Hyperobjects — Mineral
August 24, 2018
Hyperobjects – Mineral
Free Exposure Soil Tasting with artist and ecologist Nance Klehm
Friday, August 24
Capri in Marfa, Texas
Enrollment is limited so please email email@example.com or call 432.729.3600 to register.
Join Ballroom for a Free Exposure Soil Tasting – that’s right, soil tasting – with artist, activist, and ecologist Nance Klehm. The program will take place on Friday, August 24 at the Capri in Marfa, Texas.
Also known as geophagia, the practice of eating earth or soil-like substrates such as clay or chalk has a deep anthropological history and is practiced by various cultures around the world. For this program Klehm will collect soil from various locations around Marfa and guide participants through a tasting, explaining what minerals and biological processes cause the different ‘notes’ and flavors.
As part of Ballroom’s current exhibition, Hyperobjects, Klehm dug holes in Ballroom’s courtyard: burrowing, creating heaps, analyzing soil, cataloging detritus, and giving visitors an opportunity to be physically immersed in earth.
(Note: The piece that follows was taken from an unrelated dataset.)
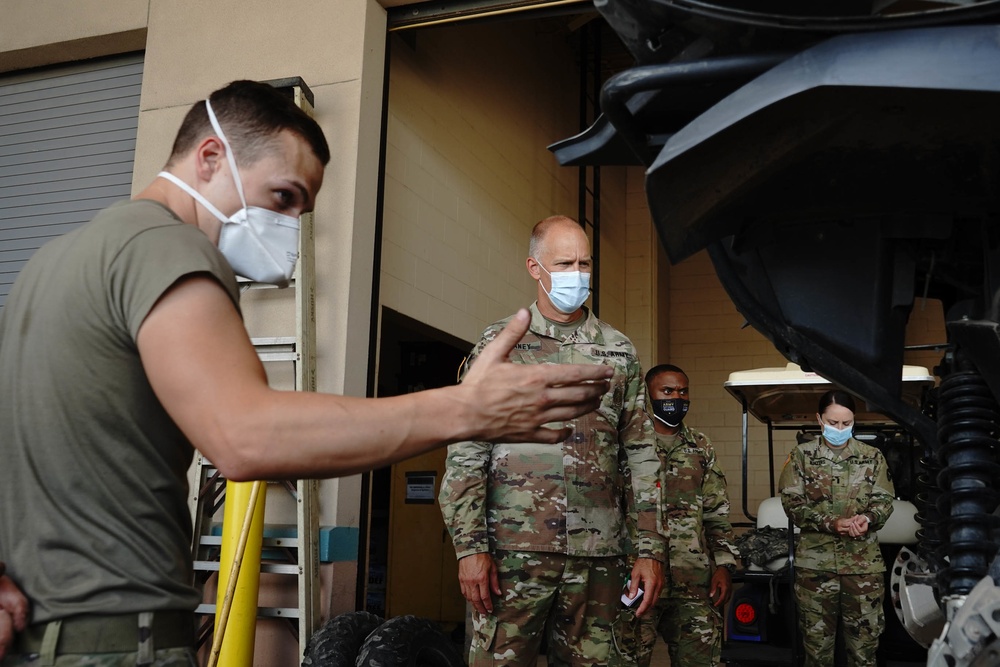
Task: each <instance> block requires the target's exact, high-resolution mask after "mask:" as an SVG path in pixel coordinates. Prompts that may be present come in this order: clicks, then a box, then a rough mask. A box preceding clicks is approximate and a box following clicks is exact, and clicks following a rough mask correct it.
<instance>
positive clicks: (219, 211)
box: [157, 171, 229, 222]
After the soil tasting, Klehm will share her experience working in Marfa and her work on land politics and soil health.
Nance Klehm is internationally respected for her work on land politics and soil health. Her work has received extensive national and international media coverage amongst those: Time Magazine, BBC Canada, MSN, Los Angeles Times, Philadelphia Inquirer and is mentioned in many books, including Leila Darwish’s Earth Repair, and Sandor Katz’s The Revolution Will Not Be Microwaved (2006) and Bonnie Fortune’s An Edge Effect: Art & Ecology in the Nordic Landscape (2014). She won the 2010 Utne Visionary Prize and is a member of the Curry-Stone Design Prize Social Design Circle. In addition, she has lectured broadly in museum and university settings as well as for countless community groups worldwide. She is currently working on a book, The Soil Keepers and on a manual on microbial remediation of contaminated soils. Most recently, she was the subject of the independent documentary Weedeater. She splits her time between La Villita, a densely packed, urban neighborhood in and her 50 acres of land in The Driftless Region.